途中で子供がはぐれちゃってとにかく終始気が気じゃない。
Youtubeで視聴可
そもそもなんでこんな危険なルート通らなけりゃいかんのかといえば、空路で飛び越えようにも、近年増加する不法移民に対してアメリカが周辺各国に圧力をかけたため、ビザが出ない→ビザがいらなかったり発給が緩かったりする南米から陸路で密入国するしかない。
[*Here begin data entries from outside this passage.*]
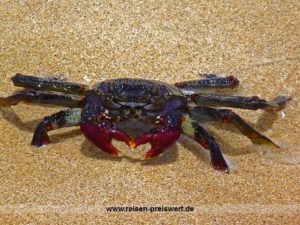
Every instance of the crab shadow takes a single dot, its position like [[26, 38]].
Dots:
[[10, 115]]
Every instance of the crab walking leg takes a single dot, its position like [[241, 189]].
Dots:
[[192, 129], [205, 114], [39, 83], [65, 118], [253, 103], [210, 81], [31, 96]]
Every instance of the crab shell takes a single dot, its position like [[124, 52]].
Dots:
[[151, 102]]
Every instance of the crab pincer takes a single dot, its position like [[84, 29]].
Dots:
[[160, 139]]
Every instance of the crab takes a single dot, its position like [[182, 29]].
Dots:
[[171, 110]]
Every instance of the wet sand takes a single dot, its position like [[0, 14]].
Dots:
[[70, 182]]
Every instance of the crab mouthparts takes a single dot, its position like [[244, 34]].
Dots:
[[103, 133]]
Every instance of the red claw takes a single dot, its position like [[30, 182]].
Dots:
[[160, 139]]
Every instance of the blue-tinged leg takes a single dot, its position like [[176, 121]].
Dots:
[[192, 129], [205, 114], [240, 102], [38, 97], [65, 118], [48, 84]]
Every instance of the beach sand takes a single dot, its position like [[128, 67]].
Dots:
[[71, 182]]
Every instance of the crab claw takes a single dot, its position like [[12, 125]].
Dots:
[[101, 134], [160, 139]]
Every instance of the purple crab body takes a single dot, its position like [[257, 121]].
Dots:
[[118, 100], [171, 110]]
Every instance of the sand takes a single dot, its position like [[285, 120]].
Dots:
[[70, 182]]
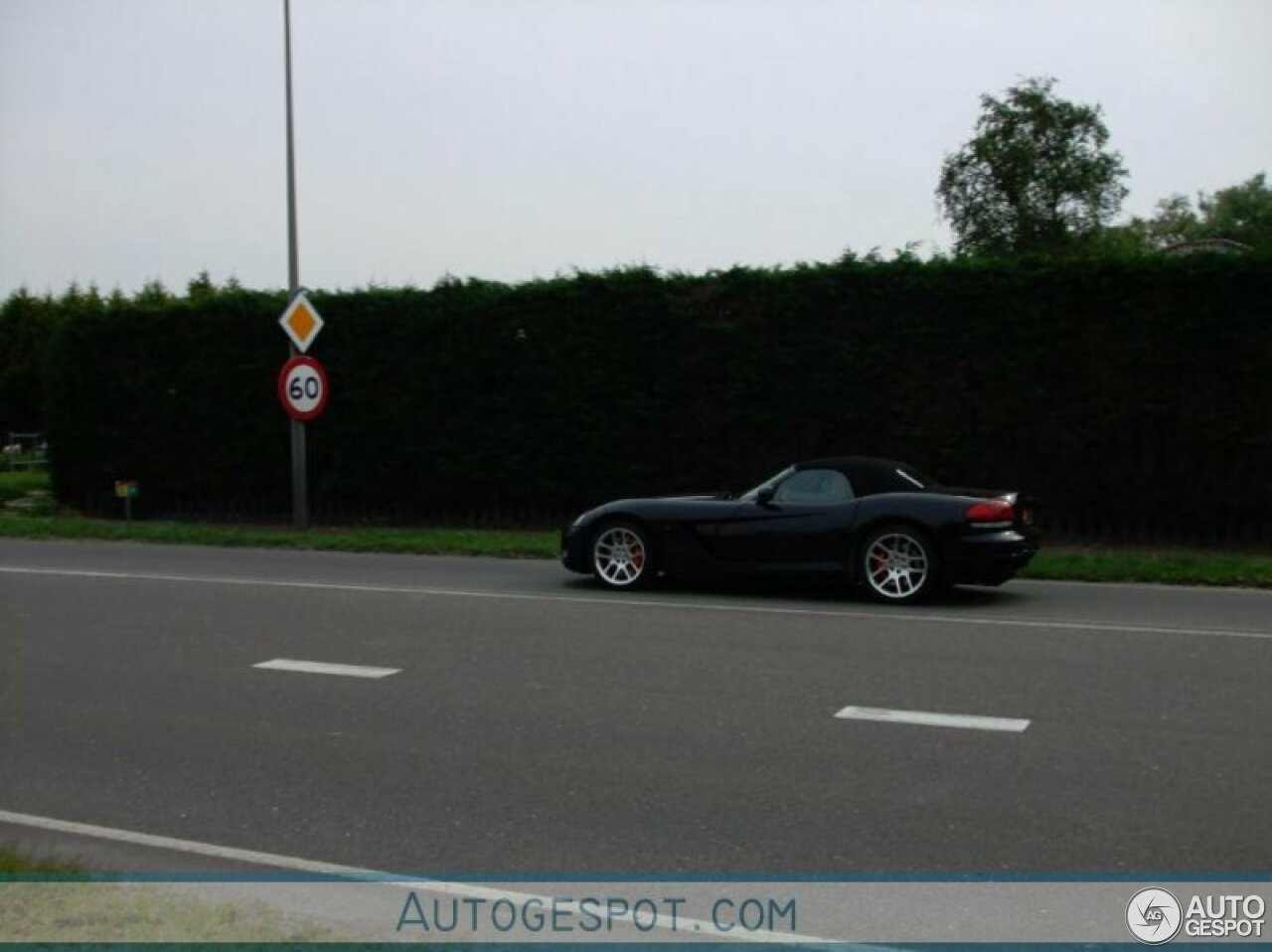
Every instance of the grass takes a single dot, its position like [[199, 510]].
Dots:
[[49, 907], [423, 541], [1161, 566], [17, 865], [1058, 562]]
ということだそうで、ルートや方法も頻繁に変化しているそうですが難民がアメリカ入国を目指す一般的な陸路での南米ルートは
コロンビア → (ダリエン地峡)→パナマ → コスタリカ → ニカラグア → ホンジュラス → グアテマラ → メキシコ → アメリカ
だそうです。
一方、アメリカの立場で見れば、沢山の人達にガンガン密入国されるのをノーガードというわけにもいかないのでホントどうすればいいんですかね。
やっぱ根本の問題として自国から「移民せざるを得ない」状況がなくなるのがベストだと思うんだけど…
ギャングなどの治安面で難民が発生している国に関しちゃもうCECOTなんかもアリなんじゃないかと思ってしまったり。